We’ve been asking our audiences what gets triggered by the show. It clearly has power and resonance for a lot of people. Their testimonies are incredibly valuable to me; not just the words they say, but in something I haven’t yet put my finger on about their expressions; their eyes, mouths and hesitations.
Here’s a collection of some responses straight after the show during our first week in Edinburgh. It would be interesting to know how long the show sticks with people and in what way.
Sue Mitchell talks about love, grief, disability and theatre. I want the storytelling to be about dialogue; one that continues long after the show’s finished and has ripples that the originating artists have no control over. I love what Sue says about ordinary lives rendered extraordinary.

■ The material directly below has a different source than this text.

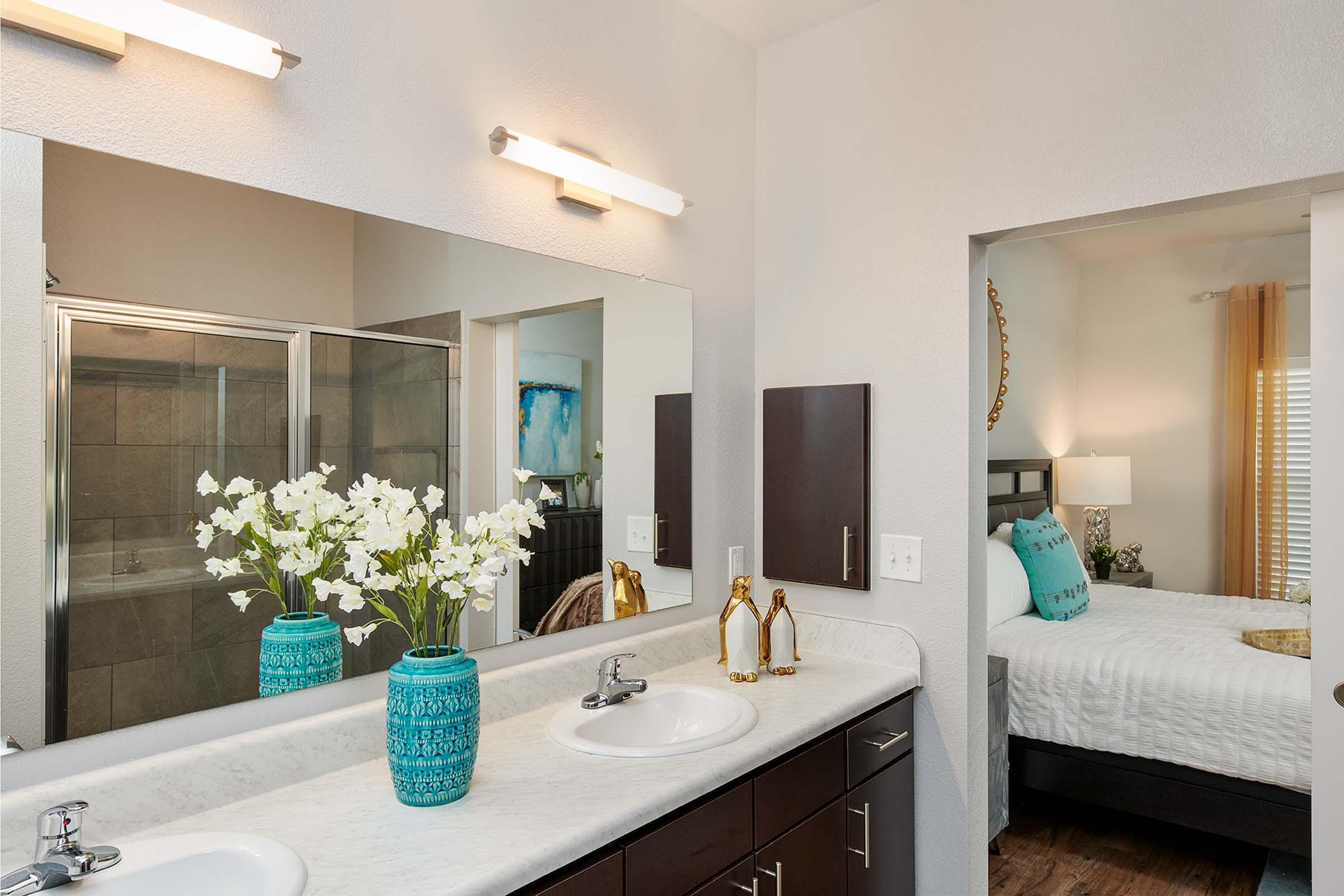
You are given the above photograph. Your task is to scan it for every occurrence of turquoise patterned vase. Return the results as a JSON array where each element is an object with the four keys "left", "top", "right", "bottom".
[
  {"left": 387, "top": 646, "right": 481, "bottom": 806},
  {"left": 256, "top": 613, "right": 342, "bottom": 697}
]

This is Charlie Chronik, drawing parallels with the Jewish Community in Minneapolis. I’ve also talked to Irish Catholics and British-African children, who recognise the different pulls of assimilation, maintaining identity and influencing the host culture.
Here’s an interview with a London tour guide. I’m fascinated that he says it was necessary for him to look at family photos. He wanted to capture people he was close to when they were happy. It’s almost as if they’re still with him, so he needs them not to be experiencing distress for his own life to be balanced. For me, it’s quite a profound statement about how our ancestors are with us and part of who we are today. So maybe what the show does is connect everyone in some way to their ancestors?